The theme of this blog seems especially pertinent this week – both as we have been faced with the seemingly never-ending, and always painful, task of telling people that Mum has died, and as we have taken great comfort in the words of condolence and support from far and wide as the news has spread. I am especially grateful to those who have shared their experiences of losing a parent before the birth of their own children and how they have kept the memory of those grandparents alive for their children. So I’m sharing this now as a tribute to Mum, who was always a good talker, and because somehow the impending birth of her first grandchild has escaped Facebook and wider awareness so it seems a good time to share the happier news as well as the sad.
To tell or not to tell?
I told Mum several times that I was pregnant. Way earlier than I told anyone else. She’d always wanted grandchildren so I hoped it would give her some pleasure; not that long ago it would have made her day/week/year. And I knew I could count on her to keep a secret as forming sentences and having conversations has been beyond her for a long time. But sadly comprehending the news was also beyond her. At least I prefer to think it was that rather than that she understood the words but not the significance of who was saying them; I think any pregnancy would have been happy news to my old Mum regardless of whether it was her grandchild or not. But I got no reaction at all. The words failed to register.
So then I held onto the hope that when the baby was born she would express the delight she usually does for any small child or baby that we see out and about. And that even if she didn’t appreciate it was her grandchild she would take pleasure in having a baby on hand for regular cuddles.
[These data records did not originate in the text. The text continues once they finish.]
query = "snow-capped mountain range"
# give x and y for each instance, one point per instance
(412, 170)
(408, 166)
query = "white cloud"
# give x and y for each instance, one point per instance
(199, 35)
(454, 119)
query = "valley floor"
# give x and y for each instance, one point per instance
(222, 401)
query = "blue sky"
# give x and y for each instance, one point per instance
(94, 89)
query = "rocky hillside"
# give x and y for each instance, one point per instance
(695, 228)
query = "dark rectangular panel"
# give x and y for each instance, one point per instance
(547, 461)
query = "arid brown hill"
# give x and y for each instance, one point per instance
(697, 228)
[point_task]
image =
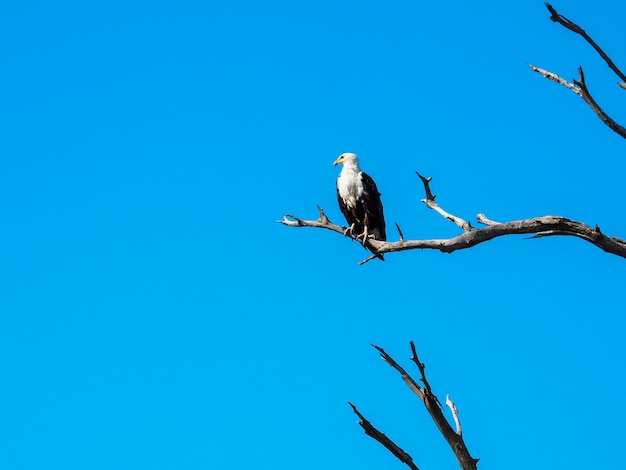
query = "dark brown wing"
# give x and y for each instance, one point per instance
(372, 206)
But then, at 11 weeks, just as we were building up to a scan and sharing the news more widely, we had a miscarriage in May 2016. And the first person I wanted to tell? My mum. She had a miscarriage, she was a nurse, she’d know what to say and do. But that Mum has gone. So then I found myself grieving the loss of our unborn child and once again the loss of my Mum. It’s one of the cruellest aspects of this oh-so-cruel disease that the grieving process is so drawn out. You mourn for someone piece by piece. They are here but not here. You learn to love version after version of the same person, ever less recognisable but nevertheless connected. And there’s always some event or moment when it hits home that another piece has gone and you need to readjust once again.
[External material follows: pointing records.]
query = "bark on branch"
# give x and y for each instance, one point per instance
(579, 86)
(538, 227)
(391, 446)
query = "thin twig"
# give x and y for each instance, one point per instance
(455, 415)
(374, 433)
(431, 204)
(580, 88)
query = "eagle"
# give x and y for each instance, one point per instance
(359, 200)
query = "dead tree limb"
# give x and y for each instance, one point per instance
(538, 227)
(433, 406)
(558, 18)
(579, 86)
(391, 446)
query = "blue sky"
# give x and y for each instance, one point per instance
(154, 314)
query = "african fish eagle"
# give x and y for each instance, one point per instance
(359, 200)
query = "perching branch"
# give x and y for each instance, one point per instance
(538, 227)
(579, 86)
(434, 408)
Too much to mix miscarriage AND dementia? Maybe. But in 2016, a decade on from Mum’s diagnosis, I was thinking a lot about the dilemma of ‘to tell of not to tell?’ Mum was adamant she didn’t want people to know, she didn’t want their sympathy and worried that they would treat her like a half-wit if they knew. It was like she was ashamed of her diagnosis. In 2006 early on-set Alzheimer’s wasn’t in the public domain in the way it is now, we didn’t know of anyone else of 60 who had it; it was an old person’s disease. So we told hardly anyone, not even close family. And for a while that was fine. Mum developed coping strategies and covered her tracks. But then she started to struggle and increasingly withdrew. People could tell something wasn’t right, but without knowing what it was they didn’t know how to help or adjust. And I found it really hard not being able to be open with family.
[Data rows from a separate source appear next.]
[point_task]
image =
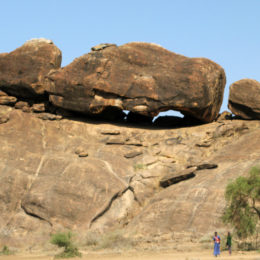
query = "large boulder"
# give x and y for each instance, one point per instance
(139, 77)
(22, 71)
(244, 97)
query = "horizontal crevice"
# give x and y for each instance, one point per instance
(35, 215)
(116, 196)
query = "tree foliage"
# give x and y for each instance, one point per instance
(65, 240)
(243, 203)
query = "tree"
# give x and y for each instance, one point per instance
(243, 203)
When we finally told people, without exception, they were understanding and considerate. Life got a lot easier. And one of the nicest things about Remembering Not to Forget and sharing our blogs has been the number of people who have made contact to say “I’m going through this too”; “thank you for sharing your experiences, I thought I was on my own”. Others said how it had helped them understand dementia for the first time. Having worried about breaking the unwritten rule of sharing only the happy things I haven’t once regretted it.
But when I miscarried I didn’t want everyone to know. It was none of their business. I didn’t want people to feel awkward or worry about what to say. I certainly didn’t want people second guessing whether we were trying again. Yet as we widened the circle of those who knew, more and more people shared their own experiences. And that helped.
So it made me think again about the purpose of this blog. Grief is private, I get that. While I wrote this shortly after our miscarriage last year, as part of processing my thoughts, I’ve waited over a year to share it. Things look a little different now; our second pregnancy has gone better (even getting a ‘that’ll be lovely’ out of Mum on one of the many times of telling her the news) and all being well Mum’s first grandchild will arrive before the end of September. But grief can also be isolating and it shouldn’t be. Sad things happen. To everyone. And sometimes it’s good to talk about them.